When asked what would happen if the product development team couldn’t meet all his goals, Piech replied, “Then I will fire them all and bring in a new team.” And if they also fell short, he quickly added, “I will fire them, too.”
It was a “take-no-prisoners” approach, that helped drive Volkswagen’s turnaround and laid the foundation for it to become the world’s best-selling automaker last year, Wells said. But he also said there was a dangerous downside to Piech’s “cannot-fail” mentality. “Managers knew they had to deliver results, no matter what it takes.”
That became apparent when, in September 2015, the U.S. Environmental Protection Agency accused VW of rigging a diesel engine to illegally pass emissions tests. The automaker subsequently acknowledged the subterfuge and said it had installed a “defeat device” on a second engine used in products sold by Audi and Porsche. Since then, Volkswagen has spent more than $30 billion on fines, settlements, repairs and product buybacks.

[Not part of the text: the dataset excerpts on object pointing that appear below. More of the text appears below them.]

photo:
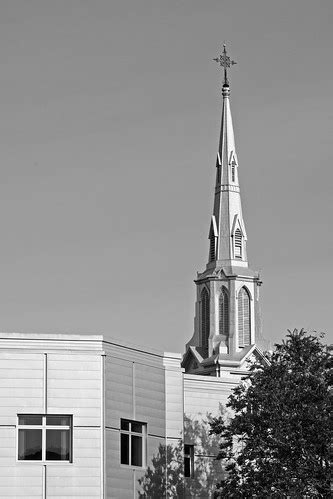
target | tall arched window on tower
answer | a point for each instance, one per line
(212, 248)
(224, 312)
(238, 243)
(233, 169)
(244, 318)
(205, 319)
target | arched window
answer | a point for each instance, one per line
(233, 167)
(224, 312)
(244, 318)
(238, 243)
(212, 248)
(205, 318)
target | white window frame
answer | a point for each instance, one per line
(44, 427)
(190, 456)
(130, 433)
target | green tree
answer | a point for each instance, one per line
(277, 444)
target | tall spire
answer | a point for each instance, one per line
(227, 314)
(227, 231)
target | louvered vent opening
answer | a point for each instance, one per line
(224, 312)
(212, 248)
(238, 244)
(244, 318)
(205, 318)
(233, 168)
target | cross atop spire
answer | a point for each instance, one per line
(225, 62)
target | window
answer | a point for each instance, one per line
(224, 312)
(238, 244)
(205, 318)
(44, 438)
(233, 166)
(244, 318)
(212, 248)
(133, 437)
(189, 461)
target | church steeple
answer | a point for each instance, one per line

Several senior executives have also been indicted for their alleged role in the scandal, including former Audi CEO Rupert Stadler and former VW Chief Executive Martin Winterkorn, who was forced out of the company shortly after the diesel scandal emerged.
While prosecutors haven’t revealed any direct links between Piech and what has come to be called “Dieselgate,” the scandal “will forever stain all the great things he accomplished,” said Eric Schiffer, chairman of Reputation Management Consultants.
Perhaps, but it won’t wipe out Piech’s legacy entirely, said Wells, suggesting that Piech was “perhaps more influential a man than anyone else in the industry since Henry Ford.”
Piech sought to distance himself from the diesel scandal, pointing fingers at other managers, including his cousin, Wolfgang Porsche, who also sat on the supervisory board.
That only added to the bad blood that had led him to retire in May 2015, a month after the board decided to renew Winterkorn’s contract, the two men by then having had a fierce falling out.
Piech remained active even after leaving Volkswagen and, according to a statement by his wife, Ursula, he was on his way to an industry conference when he died “suddenly and unexpectedly.”
Piech had 12 children, including five with his first wife, two with Marlene Porsche and three with Ursula, a former teacher and nanny who briefly served with Piech on the VW supervisory board. He also had two other children.